The essay is optional. Scores will return to 1,600. And there will be no penalties if you answer something incorrectly. Those are the big takeaways from the SAT changes announced Wednesday.
The College Board said the revisions, the first updates to the college entrance exam since 2005, will take effect in 2016.
Other changes announced: Certain vocabulary words will be dropped in favor of those more commonly used in school and at work, and test-takers will have the option to take the SAT on a computer.
In remarks in Austin, Texas, College Board President David Coleman said the changes to the SAT should make test-takers breathe easier.
"By changing the exam's focus, we change the learning and work the SAT invites.
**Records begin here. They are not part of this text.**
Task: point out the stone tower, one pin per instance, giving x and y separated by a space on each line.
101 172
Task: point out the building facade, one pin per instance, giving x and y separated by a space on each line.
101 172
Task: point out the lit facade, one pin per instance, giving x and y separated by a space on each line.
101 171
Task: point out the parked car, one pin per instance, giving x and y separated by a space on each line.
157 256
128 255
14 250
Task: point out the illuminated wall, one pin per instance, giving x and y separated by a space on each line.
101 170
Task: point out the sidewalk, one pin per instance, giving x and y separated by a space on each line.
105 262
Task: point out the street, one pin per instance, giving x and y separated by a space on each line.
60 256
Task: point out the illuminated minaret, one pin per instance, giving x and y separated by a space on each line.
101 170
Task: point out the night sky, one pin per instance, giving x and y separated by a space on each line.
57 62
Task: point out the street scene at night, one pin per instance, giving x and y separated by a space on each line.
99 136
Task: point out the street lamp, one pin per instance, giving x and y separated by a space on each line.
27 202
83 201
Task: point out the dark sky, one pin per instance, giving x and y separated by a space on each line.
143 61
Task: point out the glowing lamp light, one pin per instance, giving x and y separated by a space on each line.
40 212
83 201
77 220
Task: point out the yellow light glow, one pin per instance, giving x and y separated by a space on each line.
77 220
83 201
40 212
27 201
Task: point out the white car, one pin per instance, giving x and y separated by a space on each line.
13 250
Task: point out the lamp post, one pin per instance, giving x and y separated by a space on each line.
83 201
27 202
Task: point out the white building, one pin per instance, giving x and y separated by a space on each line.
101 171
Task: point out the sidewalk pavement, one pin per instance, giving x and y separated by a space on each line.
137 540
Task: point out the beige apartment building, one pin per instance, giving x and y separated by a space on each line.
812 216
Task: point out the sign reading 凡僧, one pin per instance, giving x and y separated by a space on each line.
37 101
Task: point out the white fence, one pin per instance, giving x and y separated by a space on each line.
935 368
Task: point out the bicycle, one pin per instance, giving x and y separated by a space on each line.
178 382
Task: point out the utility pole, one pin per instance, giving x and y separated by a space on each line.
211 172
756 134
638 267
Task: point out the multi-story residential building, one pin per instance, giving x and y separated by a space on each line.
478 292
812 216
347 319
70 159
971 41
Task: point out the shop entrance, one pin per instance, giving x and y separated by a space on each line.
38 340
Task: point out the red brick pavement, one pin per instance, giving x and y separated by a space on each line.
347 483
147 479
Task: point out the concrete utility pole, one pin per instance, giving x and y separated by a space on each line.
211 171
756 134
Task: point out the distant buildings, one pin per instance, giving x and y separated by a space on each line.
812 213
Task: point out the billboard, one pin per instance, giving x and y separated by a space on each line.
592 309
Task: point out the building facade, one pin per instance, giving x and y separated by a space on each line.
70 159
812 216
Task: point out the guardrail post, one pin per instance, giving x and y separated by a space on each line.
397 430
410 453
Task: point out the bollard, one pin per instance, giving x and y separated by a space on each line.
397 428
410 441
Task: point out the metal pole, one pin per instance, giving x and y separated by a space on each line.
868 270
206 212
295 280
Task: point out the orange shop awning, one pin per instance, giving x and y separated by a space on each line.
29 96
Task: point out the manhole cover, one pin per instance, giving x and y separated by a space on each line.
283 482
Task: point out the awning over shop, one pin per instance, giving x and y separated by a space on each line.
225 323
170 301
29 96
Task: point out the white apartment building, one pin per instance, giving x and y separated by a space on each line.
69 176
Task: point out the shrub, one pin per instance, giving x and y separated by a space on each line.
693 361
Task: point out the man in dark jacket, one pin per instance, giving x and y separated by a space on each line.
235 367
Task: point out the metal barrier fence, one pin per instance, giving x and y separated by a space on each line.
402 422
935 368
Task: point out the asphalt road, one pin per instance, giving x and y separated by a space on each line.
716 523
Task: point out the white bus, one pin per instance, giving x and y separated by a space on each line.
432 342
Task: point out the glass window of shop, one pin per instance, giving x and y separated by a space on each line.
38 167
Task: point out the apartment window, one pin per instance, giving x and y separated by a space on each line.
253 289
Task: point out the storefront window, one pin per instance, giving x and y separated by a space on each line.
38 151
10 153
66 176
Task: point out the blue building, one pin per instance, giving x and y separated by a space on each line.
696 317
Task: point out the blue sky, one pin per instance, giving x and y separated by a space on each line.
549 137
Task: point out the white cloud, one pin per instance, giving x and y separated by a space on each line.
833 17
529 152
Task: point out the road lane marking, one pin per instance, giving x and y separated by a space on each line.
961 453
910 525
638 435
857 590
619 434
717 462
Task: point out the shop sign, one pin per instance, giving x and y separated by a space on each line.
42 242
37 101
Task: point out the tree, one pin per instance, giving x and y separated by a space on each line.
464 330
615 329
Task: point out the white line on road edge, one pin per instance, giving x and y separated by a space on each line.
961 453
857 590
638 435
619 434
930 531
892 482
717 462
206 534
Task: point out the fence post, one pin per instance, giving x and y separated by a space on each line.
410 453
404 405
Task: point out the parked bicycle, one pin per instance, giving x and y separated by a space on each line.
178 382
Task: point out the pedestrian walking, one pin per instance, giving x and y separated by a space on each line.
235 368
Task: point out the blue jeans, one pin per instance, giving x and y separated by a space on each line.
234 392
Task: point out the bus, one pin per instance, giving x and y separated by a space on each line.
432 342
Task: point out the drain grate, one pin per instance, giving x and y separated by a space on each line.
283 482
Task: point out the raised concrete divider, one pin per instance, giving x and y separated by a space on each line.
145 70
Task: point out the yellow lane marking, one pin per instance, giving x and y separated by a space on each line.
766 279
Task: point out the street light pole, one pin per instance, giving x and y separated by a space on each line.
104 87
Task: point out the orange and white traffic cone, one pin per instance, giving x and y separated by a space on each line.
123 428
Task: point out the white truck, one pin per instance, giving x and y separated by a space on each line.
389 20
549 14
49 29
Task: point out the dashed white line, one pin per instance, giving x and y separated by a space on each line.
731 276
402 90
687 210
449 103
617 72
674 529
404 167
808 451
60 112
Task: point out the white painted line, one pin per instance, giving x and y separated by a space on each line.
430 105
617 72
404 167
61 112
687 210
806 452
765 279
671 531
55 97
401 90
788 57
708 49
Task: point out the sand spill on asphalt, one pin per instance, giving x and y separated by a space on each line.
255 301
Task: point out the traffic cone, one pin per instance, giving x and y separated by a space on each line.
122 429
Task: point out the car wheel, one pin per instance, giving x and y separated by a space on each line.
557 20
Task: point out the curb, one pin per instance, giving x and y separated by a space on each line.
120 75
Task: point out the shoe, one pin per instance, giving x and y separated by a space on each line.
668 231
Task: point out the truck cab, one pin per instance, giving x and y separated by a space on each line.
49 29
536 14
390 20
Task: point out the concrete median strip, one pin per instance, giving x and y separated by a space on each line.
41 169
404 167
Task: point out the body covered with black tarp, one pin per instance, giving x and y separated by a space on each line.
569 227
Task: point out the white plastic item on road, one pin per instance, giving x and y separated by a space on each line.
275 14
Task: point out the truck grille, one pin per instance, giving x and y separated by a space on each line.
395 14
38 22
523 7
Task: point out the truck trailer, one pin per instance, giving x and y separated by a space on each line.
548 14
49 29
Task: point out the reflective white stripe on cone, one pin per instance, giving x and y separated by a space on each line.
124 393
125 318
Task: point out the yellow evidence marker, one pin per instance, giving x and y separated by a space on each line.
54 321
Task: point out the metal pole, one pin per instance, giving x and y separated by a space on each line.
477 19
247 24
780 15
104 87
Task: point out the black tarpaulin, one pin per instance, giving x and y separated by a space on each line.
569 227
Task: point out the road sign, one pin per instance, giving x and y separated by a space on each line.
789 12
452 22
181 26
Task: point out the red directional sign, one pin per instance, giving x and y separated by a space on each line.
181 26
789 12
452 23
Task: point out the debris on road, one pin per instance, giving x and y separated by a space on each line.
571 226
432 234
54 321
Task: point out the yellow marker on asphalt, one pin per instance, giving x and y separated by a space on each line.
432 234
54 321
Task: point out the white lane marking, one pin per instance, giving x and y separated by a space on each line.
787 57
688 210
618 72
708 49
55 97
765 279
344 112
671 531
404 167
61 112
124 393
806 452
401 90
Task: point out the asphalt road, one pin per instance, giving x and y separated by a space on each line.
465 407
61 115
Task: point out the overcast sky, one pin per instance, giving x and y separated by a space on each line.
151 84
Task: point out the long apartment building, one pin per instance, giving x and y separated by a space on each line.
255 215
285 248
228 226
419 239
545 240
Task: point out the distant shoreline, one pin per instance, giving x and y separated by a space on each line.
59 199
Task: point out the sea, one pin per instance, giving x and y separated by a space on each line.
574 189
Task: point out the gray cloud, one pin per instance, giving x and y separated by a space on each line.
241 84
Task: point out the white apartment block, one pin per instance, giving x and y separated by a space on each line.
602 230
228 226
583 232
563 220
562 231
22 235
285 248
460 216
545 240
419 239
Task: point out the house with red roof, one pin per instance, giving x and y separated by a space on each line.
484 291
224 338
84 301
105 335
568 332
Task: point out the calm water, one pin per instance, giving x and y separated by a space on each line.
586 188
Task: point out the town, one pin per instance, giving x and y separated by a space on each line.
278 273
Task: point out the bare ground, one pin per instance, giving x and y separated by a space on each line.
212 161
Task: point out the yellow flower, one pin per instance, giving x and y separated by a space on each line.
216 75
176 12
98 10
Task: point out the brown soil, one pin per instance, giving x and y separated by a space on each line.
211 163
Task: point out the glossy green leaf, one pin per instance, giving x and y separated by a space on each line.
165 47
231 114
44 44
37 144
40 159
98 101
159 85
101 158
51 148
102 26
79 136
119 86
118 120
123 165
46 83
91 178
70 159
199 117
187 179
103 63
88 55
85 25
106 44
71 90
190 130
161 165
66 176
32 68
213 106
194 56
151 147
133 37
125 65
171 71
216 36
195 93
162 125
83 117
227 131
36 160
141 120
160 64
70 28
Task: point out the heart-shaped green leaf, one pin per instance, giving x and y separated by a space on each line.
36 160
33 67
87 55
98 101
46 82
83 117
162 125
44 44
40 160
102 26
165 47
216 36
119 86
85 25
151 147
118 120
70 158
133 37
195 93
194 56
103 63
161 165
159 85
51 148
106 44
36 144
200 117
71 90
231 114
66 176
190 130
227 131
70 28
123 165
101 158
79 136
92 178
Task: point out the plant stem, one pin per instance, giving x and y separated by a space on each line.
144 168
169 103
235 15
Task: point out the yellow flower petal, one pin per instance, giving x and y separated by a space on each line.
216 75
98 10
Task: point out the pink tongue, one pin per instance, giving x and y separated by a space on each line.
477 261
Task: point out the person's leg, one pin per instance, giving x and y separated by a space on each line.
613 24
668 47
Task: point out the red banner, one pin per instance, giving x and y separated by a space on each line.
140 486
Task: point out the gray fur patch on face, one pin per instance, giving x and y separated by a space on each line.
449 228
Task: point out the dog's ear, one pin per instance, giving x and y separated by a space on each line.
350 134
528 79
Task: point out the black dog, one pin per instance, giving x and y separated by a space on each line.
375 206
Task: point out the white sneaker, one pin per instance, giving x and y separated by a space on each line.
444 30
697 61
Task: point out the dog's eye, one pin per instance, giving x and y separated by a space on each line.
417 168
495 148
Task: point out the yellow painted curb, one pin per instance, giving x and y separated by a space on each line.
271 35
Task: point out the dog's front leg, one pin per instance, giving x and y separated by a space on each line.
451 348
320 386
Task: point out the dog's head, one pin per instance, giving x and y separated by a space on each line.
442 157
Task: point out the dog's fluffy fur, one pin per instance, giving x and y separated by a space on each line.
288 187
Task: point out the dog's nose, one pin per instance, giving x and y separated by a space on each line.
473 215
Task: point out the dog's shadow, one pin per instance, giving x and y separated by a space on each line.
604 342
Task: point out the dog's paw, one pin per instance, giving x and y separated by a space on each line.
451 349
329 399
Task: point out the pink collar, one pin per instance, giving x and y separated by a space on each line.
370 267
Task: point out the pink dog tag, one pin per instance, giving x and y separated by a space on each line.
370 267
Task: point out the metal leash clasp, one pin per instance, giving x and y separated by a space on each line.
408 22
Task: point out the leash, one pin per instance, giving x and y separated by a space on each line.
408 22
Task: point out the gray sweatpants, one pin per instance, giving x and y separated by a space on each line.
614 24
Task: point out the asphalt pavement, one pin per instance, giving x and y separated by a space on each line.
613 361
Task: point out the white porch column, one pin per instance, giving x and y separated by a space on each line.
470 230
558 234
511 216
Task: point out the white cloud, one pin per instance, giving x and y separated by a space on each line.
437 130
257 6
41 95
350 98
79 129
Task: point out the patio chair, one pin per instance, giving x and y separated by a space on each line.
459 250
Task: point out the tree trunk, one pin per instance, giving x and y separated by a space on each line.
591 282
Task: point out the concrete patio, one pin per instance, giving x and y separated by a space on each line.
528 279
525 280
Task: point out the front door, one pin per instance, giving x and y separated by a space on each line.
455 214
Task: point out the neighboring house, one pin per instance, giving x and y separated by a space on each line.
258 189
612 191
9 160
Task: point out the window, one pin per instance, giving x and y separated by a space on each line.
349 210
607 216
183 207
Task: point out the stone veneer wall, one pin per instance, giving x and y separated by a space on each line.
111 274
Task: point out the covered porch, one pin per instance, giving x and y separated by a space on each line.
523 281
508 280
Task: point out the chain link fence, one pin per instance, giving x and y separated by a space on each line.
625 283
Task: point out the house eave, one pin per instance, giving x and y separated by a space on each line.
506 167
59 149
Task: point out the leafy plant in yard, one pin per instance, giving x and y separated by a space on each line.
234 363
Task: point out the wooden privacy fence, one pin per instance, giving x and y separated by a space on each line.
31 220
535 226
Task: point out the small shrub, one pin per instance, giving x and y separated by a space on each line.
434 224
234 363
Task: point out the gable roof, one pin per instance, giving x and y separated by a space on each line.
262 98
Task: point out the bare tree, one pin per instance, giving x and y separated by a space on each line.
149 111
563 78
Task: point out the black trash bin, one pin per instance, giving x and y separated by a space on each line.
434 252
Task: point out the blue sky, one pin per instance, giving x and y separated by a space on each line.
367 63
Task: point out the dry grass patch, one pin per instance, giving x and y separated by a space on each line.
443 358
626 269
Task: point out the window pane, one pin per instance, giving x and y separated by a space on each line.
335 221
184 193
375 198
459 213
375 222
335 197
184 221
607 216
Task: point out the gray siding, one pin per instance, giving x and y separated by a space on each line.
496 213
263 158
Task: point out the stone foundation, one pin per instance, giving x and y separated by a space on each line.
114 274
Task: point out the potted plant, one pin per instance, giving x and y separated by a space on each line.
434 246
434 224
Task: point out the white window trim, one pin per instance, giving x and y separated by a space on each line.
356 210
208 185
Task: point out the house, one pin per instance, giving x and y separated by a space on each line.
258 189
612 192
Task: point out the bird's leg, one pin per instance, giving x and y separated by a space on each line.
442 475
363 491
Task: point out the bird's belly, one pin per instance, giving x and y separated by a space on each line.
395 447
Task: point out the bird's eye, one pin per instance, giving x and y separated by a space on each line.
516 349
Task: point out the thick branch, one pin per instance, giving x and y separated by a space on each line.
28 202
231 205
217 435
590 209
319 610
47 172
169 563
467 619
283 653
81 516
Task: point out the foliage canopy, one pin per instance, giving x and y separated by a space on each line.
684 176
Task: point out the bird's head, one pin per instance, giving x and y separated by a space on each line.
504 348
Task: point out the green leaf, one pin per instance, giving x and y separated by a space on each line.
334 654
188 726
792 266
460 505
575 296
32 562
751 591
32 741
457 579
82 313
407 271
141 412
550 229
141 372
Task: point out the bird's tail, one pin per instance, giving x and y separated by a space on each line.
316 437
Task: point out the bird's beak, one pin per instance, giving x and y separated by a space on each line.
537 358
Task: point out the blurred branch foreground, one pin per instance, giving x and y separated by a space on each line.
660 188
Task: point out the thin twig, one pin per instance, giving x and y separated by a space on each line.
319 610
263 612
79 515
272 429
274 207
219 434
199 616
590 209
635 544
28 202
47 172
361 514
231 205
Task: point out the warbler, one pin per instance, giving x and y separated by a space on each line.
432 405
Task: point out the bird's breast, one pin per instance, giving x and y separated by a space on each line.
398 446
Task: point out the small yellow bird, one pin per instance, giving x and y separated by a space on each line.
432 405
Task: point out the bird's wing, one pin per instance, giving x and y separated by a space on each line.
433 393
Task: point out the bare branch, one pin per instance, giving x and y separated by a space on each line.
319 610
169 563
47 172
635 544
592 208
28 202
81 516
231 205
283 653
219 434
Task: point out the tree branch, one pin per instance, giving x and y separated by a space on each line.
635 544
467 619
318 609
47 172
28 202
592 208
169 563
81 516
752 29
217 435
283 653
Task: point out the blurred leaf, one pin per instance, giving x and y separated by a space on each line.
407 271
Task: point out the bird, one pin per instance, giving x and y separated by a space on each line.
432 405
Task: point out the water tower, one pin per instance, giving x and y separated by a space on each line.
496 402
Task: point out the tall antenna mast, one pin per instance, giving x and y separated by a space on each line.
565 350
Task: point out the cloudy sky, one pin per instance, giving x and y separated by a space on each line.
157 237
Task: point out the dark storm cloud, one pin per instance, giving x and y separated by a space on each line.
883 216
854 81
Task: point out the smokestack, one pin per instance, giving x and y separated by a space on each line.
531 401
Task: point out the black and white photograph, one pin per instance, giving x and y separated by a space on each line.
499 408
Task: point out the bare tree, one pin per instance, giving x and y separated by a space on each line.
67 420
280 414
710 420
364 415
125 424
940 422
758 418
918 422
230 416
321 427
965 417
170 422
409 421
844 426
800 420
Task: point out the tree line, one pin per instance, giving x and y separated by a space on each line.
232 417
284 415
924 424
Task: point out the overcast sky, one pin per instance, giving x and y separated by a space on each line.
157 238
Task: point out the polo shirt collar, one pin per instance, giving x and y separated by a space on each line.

Today, many students who are terrified they will be tested on lots of SAT words have one recourse: flashcards," he said. "Every educator knows flashcards are not the best way to build real-word knowledge, but when the SAT rolls around they become the royal road. Students stop reading and start flipping."
"A longstanding criticism of the SAT is that students from wealthier households do better on the exam because they can afford expensive test preparation classes.
"The College Board seeks to defuse that by saying it will partner with the nonprofit Khan Academy to provide free test preparation materials for the redesigned SAT. It also says every income-eligible student who takes the SAT will receive four fee waivers to apply for college, which continues an effort the College Board has had to assist low-income students."
NPR's Claudio Sanchez discussed the changes to the test on today's All Things Considered.
Until now, students' performance on tests like the SAT have played a big role in which colleges and universities they got into. But as NPR's Eric Westervelt reported last month, a new study raises questions about whether standardized tests are becoming obsolete.
That story noted that "some 800 of the roughly 3,000 colleges and universities in America make SAT or ACT submissions optional." And the study cited in Eric's report compared students who took a standardized test and those who didn't. Here's more from the story:
"[The study] found that there was virtually no difference in grades and graduation rates between test 'submitters' and 'nonsubmitters.' Just 0.05 percent of a GPA point separated the students who submitted their scores to admissions offices and those who did not. And college graduation rates for 'nonsubmitters' were just 0.6 percent lower than those students who submitted their test scores."